Nel "covo segreto" furono
trovati anche libri, riviste e
immagini religiose (foto Periodici San Paolo/M. Palazzotto).
Dal carcere, Pietro Aglieri continua a mantenere un dialogo
epistolare con padre Ribaudo e padre Tubolino. «Ha sempre voluto
tenere distinto il percorso spirituale da quello processuale», dice
il suo avvocato, Rosalba Di Gregorio. Di recente, la Corte di
Cassazione ha condannato Aglieri nella schiera dei mandanti della
strage Borsellino. «Avremmo potuto chiamare a testimoniare davanti ai
giudici i sacerdoti con cui era venuto in contatto, ma non l’abbiamo
fatto», prosegue l’avvocato Di Gregorio. «Aglieri non ha mai
parlato pubblicamente del suo percorso interiore».
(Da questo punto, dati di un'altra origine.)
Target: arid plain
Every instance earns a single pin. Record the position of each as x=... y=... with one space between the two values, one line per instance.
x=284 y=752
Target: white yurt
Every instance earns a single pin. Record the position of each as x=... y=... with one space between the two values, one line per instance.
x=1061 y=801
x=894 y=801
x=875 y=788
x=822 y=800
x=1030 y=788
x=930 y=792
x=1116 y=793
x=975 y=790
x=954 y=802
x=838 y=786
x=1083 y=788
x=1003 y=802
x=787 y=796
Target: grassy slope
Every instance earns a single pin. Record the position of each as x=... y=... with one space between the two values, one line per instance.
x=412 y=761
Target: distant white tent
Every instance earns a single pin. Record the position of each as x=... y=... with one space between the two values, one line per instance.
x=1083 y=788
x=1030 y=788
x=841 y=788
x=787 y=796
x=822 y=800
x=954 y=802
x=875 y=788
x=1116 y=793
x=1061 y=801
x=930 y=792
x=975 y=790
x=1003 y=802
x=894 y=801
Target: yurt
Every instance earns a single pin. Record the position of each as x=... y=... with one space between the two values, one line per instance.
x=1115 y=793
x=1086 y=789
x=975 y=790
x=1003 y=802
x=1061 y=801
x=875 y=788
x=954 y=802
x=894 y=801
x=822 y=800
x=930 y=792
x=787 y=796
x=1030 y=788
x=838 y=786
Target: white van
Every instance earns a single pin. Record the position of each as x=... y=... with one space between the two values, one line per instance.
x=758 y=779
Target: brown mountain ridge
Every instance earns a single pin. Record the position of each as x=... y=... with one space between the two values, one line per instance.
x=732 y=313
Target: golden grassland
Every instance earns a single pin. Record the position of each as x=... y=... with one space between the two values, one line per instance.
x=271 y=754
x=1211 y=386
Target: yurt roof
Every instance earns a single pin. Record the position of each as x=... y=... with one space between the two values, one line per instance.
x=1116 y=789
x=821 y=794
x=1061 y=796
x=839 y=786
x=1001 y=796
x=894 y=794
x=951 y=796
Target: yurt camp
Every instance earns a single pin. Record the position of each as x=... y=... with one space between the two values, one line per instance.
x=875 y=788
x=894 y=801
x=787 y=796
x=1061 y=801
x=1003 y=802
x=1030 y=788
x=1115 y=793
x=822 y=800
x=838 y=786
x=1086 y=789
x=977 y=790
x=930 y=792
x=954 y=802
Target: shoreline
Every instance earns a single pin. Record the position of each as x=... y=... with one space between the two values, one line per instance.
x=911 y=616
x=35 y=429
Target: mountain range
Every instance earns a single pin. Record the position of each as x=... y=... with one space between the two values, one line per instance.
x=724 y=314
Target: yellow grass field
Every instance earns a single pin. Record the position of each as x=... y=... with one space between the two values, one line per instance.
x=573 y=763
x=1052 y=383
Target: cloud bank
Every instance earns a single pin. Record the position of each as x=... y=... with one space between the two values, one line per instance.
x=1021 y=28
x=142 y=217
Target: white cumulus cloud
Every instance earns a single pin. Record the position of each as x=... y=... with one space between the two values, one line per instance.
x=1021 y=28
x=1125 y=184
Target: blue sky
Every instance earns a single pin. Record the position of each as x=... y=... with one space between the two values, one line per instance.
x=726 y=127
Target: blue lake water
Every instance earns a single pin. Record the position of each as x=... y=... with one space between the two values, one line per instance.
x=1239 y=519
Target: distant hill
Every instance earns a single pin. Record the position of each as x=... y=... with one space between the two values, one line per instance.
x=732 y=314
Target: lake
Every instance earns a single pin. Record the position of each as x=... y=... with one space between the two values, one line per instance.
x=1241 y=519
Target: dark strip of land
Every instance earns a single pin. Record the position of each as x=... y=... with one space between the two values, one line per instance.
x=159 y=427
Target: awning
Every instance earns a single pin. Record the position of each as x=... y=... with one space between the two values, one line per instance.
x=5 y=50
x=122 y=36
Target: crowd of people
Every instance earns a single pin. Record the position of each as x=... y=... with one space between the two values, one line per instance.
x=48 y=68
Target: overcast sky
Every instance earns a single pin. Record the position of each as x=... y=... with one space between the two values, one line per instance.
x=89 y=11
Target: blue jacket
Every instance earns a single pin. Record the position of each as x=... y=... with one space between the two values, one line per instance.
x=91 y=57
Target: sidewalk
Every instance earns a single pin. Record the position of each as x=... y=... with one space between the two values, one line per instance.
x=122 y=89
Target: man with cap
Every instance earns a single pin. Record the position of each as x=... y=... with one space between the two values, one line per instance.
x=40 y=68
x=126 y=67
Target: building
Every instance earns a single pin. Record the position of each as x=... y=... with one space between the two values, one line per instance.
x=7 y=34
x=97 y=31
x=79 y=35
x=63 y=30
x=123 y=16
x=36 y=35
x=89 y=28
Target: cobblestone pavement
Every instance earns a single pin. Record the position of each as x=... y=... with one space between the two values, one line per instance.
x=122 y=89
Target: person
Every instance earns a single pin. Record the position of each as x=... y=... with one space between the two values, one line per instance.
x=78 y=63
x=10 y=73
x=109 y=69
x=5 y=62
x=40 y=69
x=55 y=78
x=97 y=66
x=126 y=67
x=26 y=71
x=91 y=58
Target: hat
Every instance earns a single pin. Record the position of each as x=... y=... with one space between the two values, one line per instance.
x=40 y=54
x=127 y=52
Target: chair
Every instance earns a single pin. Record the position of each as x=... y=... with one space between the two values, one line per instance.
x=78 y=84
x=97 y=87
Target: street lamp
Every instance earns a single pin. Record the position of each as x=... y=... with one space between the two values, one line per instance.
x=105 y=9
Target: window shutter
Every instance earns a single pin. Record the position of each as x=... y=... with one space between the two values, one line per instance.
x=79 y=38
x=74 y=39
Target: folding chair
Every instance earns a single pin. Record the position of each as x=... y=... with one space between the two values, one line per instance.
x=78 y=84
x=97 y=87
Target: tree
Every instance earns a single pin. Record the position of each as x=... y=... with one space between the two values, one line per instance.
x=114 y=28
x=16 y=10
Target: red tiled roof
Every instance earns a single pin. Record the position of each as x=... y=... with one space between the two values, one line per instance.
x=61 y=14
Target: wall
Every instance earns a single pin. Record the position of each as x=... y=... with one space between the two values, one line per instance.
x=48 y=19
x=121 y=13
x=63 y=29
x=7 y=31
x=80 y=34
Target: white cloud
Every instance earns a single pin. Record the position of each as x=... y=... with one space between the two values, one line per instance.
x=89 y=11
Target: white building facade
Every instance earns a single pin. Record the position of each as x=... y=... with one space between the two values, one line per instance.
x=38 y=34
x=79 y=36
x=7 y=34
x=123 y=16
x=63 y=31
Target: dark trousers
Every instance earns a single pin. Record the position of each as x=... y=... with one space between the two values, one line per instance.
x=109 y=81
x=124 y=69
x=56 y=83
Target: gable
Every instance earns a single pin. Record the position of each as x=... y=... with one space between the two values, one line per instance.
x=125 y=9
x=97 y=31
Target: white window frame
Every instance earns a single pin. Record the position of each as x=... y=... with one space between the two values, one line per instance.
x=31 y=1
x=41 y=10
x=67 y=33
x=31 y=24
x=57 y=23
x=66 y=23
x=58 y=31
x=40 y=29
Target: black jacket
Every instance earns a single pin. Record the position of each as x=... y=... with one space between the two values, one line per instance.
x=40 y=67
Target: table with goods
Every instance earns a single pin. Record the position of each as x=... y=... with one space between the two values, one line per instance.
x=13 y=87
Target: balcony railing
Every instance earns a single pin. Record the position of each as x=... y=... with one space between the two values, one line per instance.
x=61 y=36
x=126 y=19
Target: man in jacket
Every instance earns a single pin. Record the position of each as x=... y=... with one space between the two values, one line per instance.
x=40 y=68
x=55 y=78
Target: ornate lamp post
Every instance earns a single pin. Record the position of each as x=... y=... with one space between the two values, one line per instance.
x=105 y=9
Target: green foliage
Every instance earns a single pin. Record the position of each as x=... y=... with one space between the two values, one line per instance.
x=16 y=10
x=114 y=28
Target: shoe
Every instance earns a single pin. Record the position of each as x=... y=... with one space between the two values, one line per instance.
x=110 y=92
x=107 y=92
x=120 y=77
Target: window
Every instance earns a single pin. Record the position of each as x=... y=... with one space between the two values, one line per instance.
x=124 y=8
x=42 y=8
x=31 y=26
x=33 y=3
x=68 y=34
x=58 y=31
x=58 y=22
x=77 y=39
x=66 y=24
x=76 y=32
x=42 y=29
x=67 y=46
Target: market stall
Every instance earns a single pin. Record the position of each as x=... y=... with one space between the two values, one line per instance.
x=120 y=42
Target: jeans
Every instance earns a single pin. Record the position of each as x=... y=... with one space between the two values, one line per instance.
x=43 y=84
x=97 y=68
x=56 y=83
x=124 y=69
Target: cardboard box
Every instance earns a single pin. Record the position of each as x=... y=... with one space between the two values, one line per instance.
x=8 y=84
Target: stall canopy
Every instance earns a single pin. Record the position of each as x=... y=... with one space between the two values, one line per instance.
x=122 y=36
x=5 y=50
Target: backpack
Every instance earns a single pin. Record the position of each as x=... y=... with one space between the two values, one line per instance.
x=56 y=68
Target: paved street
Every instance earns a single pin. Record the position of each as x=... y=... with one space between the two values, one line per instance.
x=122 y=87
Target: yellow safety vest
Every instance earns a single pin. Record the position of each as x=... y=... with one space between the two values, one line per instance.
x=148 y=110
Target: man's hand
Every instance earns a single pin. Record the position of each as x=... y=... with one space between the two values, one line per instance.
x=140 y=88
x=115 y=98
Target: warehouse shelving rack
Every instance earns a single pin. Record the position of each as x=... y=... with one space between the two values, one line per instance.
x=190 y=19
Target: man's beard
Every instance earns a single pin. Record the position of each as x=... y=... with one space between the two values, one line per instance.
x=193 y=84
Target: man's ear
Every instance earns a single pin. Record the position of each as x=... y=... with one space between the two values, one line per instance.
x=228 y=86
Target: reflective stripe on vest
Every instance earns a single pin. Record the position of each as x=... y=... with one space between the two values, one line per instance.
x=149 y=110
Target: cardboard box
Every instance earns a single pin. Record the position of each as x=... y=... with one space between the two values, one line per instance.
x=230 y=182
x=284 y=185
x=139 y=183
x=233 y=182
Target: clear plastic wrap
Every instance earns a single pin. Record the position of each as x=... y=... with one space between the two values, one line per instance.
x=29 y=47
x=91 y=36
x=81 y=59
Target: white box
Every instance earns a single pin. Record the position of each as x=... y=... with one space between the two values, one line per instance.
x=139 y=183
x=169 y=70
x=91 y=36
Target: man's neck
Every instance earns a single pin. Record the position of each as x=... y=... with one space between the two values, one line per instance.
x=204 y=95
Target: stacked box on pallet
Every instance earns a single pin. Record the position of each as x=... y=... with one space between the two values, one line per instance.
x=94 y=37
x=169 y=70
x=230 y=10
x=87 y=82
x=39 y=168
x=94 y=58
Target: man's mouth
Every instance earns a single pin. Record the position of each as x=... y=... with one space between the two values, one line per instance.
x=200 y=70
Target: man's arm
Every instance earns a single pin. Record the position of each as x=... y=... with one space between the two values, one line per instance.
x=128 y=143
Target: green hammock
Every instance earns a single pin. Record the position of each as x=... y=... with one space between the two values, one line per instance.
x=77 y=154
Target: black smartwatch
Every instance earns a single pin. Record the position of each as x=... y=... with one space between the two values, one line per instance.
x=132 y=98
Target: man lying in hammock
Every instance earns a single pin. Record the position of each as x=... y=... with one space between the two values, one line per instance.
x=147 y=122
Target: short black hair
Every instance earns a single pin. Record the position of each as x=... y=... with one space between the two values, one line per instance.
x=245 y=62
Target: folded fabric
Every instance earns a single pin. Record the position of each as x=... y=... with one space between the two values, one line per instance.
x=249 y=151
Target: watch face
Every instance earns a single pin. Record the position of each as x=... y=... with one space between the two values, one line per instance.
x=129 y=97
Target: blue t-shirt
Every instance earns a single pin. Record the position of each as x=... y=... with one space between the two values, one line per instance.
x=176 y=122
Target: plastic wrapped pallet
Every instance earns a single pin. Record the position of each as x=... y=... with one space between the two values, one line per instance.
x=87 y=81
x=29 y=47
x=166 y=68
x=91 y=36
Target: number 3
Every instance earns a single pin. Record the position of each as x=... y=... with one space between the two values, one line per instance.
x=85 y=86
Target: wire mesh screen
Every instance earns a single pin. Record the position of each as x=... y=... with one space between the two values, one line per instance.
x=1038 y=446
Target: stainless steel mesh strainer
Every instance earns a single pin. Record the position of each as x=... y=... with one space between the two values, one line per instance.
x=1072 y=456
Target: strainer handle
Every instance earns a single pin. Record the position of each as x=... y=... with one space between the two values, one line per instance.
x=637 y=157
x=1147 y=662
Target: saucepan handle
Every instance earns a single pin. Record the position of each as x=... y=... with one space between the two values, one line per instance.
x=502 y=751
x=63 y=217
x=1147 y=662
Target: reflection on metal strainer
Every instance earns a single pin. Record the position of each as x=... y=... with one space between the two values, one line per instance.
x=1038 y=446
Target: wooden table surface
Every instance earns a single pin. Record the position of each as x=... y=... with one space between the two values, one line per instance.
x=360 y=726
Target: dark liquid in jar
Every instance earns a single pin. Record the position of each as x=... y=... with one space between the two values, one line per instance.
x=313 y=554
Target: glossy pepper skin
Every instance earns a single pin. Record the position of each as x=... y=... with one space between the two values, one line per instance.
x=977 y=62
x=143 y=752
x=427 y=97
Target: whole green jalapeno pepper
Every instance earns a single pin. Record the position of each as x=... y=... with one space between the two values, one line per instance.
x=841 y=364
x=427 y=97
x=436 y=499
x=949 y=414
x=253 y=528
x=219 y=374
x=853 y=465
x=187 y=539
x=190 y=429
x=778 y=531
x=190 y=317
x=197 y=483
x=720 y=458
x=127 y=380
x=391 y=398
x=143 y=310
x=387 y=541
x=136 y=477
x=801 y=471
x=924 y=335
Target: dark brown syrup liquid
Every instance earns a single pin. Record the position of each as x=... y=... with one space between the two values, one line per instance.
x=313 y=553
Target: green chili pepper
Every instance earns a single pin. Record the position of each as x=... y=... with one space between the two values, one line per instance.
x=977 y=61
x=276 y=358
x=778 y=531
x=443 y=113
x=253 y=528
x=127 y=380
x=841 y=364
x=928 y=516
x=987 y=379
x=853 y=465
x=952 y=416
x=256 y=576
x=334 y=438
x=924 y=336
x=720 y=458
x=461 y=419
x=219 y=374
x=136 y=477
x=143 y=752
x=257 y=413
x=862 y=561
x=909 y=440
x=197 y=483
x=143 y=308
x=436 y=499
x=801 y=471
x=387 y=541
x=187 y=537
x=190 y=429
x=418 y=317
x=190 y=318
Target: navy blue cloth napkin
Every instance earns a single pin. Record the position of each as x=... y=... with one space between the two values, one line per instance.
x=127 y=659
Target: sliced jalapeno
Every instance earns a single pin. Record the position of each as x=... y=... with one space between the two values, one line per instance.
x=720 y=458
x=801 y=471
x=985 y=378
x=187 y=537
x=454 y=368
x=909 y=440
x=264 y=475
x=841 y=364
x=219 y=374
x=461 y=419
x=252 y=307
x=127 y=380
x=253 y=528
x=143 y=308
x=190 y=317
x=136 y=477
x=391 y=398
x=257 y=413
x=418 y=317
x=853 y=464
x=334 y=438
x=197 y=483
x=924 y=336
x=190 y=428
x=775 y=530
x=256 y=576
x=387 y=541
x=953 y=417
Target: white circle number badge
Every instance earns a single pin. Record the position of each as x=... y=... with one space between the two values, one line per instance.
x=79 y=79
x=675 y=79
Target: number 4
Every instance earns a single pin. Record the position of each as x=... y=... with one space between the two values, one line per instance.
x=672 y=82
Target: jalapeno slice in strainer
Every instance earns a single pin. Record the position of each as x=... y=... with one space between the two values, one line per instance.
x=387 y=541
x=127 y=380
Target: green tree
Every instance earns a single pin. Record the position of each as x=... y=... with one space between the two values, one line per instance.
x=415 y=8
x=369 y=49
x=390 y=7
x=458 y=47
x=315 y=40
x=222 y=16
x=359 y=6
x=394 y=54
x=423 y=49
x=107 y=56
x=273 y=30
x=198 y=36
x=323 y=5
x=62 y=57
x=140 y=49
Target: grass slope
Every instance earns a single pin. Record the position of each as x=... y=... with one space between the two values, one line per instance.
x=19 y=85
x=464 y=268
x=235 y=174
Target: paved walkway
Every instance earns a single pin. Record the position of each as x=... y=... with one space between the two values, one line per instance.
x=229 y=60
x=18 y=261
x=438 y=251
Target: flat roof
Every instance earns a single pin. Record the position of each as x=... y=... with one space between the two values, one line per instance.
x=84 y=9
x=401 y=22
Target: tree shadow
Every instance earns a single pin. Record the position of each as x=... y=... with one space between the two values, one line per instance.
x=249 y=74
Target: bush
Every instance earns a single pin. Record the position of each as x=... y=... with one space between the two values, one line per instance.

Qualcuno a Palermo giura di aver ricevuto beneficenza da questo
capomafia, in un anonimo gesto di "riparazione". Nessuno
conferma ufficialmente. Il suo legale si limita a dire: «Dopo l’arresto,
ho ricevuto diverse telefonate da parte delle persone più diverse:
dicevano di aver ricevuto del bene da Aglieri. Non so altro, davvero».